La Comunità internazionale non può abbandonare israeliani e palestinesi a se stessi. La pace potrà arrivare solo a seguito di un accordo liberamente sottoscritto dalle due parti (se saranno disposte a non pretendere né la pace assolutamente “sicura” né la pace assolutamente “giusta”, ma ad accontentarsi realisticamente di una pace “sostenibile”). Ci sarà anche bisogno, tuttavia, di qualcuno che accompagni le parti al tavolo negoziale, aiutandole a superare il muro di diffidenza – ben più spesso di quello fisico – che ora le divide.
Credo che, con il suo lavoro, Gnagnarella ci incentivi ad un impegno in questo senso, perché rende più leggibile per “chi sta a migliaia di chilometri di distanza” la realtà fattuale e le dinamiche che la governano.
Condivido l’esortazione che egli formula nella parte finale del libro: “Inutile aggrapparsi al passato, meglio investire sul futuro”. Meglio investire sulle opportunità offerte, nonostante la sua relativa instabilità, dal nuovo contesto regionale. Meglio investire sulle nuove dinamiche in seno al mondo arabo, che prospettano interessanti confluenze con gli interessi strategici israeliani.

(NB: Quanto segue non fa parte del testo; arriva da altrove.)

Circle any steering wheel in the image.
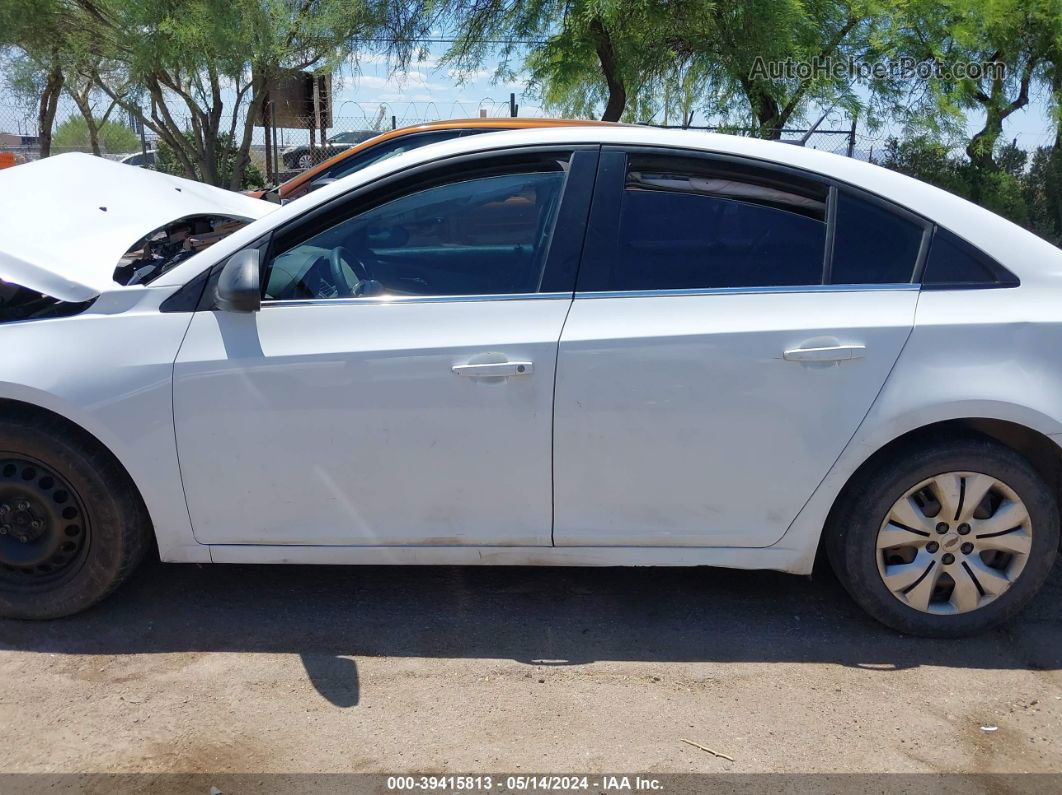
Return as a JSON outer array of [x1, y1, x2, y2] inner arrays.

Non dimentichiamo però di investire anche in casa nostra, per smascherare e contrastare i volti che oggi assume l’antisemitismo. Non si tratta più tanto di rigurgiti del passato, quanto piuttosto di fenomeni moderni con manifestazioni originali, tra cui spicca la sistematica denigrazione del progetto sionista e la critica aprioristica ad Israele.
Nel conflitto israelo-palestinese nulla è tutto bianco e nulla è tutto nero. Ringrazio Giuseppe Gnagnarella per averlo efficacemente illustrato. Accanto alla disperazione dei profughi palestinesi c’è la paura di chi sa di essere costantemente nel mirino del terrorismo. E la paura, si sa, spesso è cattiva consigliera. Finché questa paura non sarà rimossa, il cammino verso la pace sarà ostruito da un grande macigno", conclude la prefazione a “La sposa contesa” dell'amb. Sandro De Bernardin.